Поплтона я немного знал и раньше. Я встречал его иногда в клубе. Там он всегда производил на меня впечатление круглого идиота: шумный, болтливый, он вечно нарушал клубные правила, предписывающие соблюдение тишины. Однако я вынужден признать, что этот субъект в своем летнем фланелевом костюме и соломенной шляпе умеет делать то, чего я делать не умею.
– Вот эти большие ворота, – начал Беверли-Джонс, обходя с Поплтоном свои владения, меж тем как я плелся сбоку, – мы поставили только в этом году.
Поплтон, у которого тоже есть дача, бросил на ворота весьма критический взгляд.
– Знаете, как поступил бы я, если б эти ворота принадлежали мне? – спросил он.
– Нет, – сказал Беверли-Джонс.
– Я бы расширил проезд на два фута. Ворота слишком узки, дружище, слишком узки.
И Поплтон горестно покачал головой, глядя на ворота.

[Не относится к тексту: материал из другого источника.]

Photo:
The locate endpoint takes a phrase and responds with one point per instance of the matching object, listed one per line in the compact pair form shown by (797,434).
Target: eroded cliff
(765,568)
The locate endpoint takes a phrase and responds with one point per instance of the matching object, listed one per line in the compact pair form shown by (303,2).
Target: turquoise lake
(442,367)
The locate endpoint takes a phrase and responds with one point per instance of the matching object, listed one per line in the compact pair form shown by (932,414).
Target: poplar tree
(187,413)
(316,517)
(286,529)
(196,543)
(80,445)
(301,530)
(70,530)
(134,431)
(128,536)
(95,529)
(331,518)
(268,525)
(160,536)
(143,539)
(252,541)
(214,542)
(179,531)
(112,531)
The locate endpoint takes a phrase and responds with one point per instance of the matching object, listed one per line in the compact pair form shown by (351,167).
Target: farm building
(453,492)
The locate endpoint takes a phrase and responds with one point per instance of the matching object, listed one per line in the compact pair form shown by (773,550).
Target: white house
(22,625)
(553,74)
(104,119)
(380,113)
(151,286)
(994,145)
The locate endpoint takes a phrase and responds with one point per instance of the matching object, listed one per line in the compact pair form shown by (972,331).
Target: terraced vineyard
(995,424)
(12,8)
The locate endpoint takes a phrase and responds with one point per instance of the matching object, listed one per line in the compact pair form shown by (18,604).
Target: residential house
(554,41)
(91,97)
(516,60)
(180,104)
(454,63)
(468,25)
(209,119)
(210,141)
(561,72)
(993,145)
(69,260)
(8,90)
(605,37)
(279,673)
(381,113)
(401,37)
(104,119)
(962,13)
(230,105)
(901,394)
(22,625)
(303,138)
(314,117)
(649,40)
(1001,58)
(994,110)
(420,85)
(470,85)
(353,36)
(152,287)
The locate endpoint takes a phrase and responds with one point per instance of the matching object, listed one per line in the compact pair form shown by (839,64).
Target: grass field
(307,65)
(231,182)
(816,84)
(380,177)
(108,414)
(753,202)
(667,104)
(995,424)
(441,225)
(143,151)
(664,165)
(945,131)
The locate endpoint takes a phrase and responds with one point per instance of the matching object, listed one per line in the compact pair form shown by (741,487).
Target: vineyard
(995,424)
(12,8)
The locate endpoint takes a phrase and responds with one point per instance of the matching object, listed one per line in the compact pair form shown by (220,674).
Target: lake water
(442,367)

– У нас было целое сражение, – сказал Беверли-Джонс, – пока мы наконец не остановились на песчанике.
Я обнаружил, что с кем бы Беверли-Джонс ни раз говаривал, метод вести беседу был у него всегда один и тот же. Меня это возмутило. Не удивительно, что все давалось ему так легко.
– Большая ошибка, – возразил Поплтон.– Песчаник недостаточно прочен. Посмотрите.– Он поднял большой камень и начал колотить им по ограде.
– Вы только взгляните, как легко отскакивает ваш песчаник! Да ведь он просто крошится. Ну вот, пожалуйста, отлетел целый угол!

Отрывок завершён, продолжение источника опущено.